Edited By: Pragyna Divakar
A snack synonymous with the Maharashtrian Mumbaikar milieu, the vada pav is a ubiquitously enjoyed snack and a sine qua non of street food in India. The vada pav is multifaceted, not only in terms of its textural gradations but also because of its socio-political and cultural nuances.
Food is a concept that goes beyond taste, it is also an effective means of power and a medium to propagate political agendas. Tracing the history of the vada pav reveals a political narrative hidden in its spongy folds. It is the Shiv Sena, known for their far right and pro-Marathi tactics, that appears on a plate of the spicy and delectable vada pav. The party weaponized Mumbai’s favourite street snack by using it as a symbol to imperiously establish Marathi ethnicity and Marathi pride. This politicising of the vada pav has obscured the very essence of the dish, its taste and the meaning it has acquired in people’s lives.
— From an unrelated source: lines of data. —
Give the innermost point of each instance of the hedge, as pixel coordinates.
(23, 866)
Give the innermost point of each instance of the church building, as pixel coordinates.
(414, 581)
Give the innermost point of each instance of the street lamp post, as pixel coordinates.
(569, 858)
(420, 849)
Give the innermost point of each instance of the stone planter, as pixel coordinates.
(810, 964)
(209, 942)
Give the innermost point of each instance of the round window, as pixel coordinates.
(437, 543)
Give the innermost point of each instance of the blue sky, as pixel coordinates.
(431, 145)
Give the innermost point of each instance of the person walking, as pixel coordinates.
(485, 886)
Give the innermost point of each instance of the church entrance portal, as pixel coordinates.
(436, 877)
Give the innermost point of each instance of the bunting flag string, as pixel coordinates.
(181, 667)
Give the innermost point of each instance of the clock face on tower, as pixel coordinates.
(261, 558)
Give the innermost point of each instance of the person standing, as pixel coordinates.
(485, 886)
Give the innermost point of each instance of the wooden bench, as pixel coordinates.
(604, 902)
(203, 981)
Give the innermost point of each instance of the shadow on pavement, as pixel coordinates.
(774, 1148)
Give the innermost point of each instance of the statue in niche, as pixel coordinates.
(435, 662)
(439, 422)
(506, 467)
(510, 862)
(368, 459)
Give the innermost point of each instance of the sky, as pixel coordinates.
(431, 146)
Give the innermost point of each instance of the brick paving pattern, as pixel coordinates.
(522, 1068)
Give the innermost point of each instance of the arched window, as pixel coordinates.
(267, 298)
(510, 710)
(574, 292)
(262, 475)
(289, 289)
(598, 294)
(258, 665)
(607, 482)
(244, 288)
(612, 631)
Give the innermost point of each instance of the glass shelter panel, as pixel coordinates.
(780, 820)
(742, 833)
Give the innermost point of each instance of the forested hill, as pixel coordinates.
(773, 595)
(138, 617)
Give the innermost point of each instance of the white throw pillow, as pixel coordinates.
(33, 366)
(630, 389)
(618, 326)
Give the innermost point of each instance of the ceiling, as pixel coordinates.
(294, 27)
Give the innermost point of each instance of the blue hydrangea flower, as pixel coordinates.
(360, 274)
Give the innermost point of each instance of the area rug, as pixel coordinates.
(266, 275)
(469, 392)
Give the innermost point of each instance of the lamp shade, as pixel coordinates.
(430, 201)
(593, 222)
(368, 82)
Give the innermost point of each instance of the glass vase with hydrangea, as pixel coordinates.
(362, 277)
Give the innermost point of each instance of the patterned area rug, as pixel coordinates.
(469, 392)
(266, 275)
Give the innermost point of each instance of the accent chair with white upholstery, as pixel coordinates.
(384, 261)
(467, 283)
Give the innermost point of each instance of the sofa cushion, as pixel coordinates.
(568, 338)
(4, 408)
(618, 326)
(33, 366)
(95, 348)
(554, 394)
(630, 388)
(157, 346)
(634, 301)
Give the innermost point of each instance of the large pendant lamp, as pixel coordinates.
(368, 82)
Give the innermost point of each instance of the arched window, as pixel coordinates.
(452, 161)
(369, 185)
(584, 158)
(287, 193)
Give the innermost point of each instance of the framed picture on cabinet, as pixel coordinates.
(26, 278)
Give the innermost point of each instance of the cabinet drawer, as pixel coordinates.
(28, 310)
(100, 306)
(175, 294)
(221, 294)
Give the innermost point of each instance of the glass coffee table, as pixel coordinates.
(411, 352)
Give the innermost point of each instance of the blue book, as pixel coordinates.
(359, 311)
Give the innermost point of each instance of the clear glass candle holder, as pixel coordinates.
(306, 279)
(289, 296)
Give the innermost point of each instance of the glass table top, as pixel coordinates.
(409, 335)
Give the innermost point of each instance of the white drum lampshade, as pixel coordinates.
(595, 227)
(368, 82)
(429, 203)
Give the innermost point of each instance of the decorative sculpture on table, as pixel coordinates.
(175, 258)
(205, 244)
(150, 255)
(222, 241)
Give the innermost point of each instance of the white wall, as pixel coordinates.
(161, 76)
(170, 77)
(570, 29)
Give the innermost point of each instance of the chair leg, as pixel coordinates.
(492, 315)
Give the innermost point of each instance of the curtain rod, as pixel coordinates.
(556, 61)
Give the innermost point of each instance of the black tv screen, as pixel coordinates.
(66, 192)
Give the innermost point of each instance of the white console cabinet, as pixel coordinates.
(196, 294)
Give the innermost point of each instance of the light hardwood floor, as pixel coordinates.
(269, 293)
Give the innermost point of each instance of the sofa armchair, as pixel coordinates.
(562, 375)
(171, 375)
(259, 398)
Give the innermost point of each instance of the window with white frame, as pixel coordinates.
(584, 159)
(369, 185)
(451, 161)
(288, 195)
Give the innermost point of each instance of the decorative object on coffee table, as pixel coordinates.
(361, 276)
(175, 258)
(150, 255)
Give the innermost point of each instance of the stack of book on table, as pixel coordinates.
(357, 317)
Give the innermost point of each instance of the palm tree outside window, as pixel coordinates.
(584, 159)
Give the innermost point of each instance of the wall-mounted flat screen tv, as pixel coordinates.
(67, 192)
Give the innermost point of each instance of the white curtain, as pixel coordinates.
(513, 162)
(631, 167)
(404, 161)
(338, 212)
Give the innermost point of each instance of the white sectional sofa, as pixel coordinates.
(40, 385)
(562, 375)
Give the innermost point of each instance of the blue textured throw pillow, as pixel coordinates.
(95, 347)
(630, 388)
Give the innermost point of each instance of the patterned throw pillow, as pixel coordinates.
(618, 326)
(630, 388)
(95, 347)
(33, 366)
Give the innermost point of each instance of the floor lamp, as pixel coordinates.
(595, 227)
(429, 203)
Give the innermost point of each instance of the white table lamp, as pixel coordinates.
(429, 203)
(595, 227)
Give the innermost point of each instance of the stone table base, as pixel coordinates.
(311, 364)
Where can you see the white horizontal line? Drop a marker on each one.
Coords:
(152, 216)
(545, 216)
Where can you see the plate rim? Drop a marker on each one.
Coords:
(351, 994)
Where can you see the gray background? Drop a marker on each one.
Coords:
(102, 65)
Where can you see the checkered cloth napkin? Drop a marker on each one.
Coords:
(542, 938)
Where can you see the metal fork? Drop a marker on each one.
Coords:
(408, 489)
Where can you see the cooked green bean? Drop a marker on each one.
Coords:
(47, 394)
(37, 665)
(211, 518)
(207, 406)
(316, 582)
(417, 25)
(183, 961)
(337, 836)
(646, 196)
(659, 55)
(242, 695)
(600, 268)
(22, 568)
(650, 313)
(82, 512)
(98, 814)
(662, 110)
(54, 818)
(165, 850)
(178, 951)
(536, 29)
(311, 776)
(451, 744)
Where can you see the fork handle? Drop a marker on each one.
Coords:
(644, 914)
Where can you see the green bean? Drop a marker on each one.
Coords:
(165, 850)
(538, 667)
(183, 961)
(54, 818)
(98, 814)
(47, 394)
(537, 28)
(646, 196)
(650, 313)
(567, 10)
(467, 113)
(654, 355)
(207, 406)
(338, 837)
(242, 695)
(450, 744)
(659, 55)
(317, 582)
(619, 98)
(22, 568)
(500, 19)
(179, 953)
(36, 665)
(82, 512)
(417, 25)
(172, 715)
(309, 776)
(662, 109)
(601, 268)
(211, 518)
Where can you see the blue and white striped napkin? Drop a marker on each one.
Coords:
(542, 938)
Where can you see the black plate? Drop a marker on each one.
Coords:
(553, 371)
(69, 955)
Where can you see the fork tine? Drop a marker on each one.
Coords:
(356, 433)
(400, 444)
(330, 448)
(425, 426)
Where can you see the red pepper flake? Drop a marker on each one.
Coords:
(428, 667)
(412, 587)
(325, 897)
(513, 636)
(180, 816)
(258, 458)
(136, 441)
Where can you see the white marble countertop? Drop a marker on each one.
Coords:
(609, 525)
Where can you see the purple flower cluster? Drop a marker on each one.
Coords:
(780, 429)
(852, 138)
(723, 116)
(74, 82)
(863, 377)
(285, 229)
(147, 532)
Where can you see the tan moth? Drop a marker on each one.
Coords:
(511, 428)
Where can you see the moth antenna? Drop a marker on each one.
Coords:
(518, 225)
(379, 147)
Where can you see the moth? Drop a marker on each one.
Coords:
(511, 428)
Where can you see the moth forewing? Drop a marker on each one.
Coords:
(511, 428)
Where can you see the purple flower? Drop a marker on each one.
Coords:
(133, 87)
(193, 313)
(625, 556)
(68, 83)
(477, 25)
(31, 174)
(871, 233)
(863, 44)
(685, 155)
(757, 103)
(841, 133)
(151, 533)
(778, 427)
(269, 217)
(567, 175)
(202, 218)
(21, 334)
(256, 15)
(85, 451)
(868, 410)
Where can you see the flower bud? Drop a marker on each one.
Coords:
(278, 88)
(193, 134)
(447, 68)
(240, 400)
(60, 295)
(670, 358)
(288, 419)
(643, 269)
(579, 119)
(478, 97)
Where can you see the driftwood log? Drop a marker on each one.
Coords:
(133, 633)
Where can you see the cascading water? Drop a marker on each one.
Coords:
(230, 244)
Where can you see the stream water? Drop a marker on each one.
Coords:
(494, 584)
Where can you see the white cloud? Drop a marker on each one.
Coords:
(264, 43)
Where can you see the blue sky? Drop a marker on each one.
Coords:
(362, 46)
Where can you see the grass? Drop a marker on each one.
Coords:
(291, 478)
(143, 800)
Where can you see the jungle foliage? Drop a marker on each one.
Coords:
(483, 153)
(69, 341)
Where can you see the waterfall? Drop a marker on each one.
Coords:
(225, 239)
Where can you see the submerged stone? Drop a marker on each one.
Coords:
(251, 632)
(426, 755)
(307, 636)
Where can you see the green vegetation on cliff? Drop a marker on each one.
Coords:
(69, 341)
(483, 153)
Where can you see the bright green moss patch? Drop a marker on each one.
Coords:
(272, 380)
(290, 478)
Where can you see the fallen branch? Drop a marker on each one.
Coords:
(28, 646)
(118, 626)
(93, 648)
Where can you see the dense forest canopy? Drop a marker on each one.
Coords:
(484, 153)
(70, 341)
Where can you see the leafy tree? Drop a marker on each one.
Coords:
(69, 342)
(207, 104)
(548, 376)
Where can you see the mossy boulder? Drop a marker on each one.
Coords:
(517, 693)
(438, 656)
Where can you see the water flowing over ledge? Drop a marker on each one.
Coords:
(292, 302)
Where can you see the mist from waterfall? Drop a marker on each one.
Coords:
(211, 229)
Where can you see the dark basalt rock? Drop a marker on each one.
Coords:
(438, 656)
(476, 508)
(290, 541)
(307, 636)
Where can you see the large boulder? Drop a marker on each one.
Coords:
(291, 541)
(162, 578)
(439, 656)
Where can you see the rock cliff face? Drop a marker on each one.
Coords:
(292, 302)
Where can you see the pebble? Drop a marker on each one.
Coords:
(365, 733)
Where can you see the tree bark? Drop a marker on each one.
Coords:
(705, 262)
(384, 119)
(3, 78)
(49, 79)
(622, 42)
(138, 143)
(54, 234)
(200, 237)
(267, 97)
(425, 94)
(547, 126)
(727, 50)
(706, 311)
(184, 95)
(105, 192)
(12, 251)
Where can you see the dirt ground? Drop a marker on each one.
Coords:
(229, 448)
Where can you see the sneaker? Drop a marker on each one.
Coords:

The vada pav is an embodiment of artistry, its flavour dependent upon the creativity of the cook. Every vendor claims to have a secret recipe or a special ingredient that makes his vada pav unique: a pinch of ground masala, or a topping of choora (the crispy crumbs left at the bottom of the frying pan) along with the vada. Reasonable and wallet friendly, the vada pav cuts across social strata and is a great leveler of different classes. It is ironic that the dish propagated as Maharashtrian pride has its roots in Portugal. Both of vada pav’s main components – the potato and the bun – are European imports, brought into India by the Portuguese around the 17th Century. Even though hostile towards immigrants and the ‘other’, the Shiv Sena adopted and appropriated the dish as Mumbai’s very own. The reason for this can be attributed to the fact that the Portuguese imports were given a new Indian identity by Ashok Vaidya who opened the first vada pav stall opposite the Dadar train station, through which hundreds of workers – in need of a quick, inexpensive snack – passed every day on their way to the textile mills. The Shiv Sena tapped into this opportunity of using the Vada pav to build political clout and garner a “taste” among the local working-class Marathi populace who formed the majority vote bank.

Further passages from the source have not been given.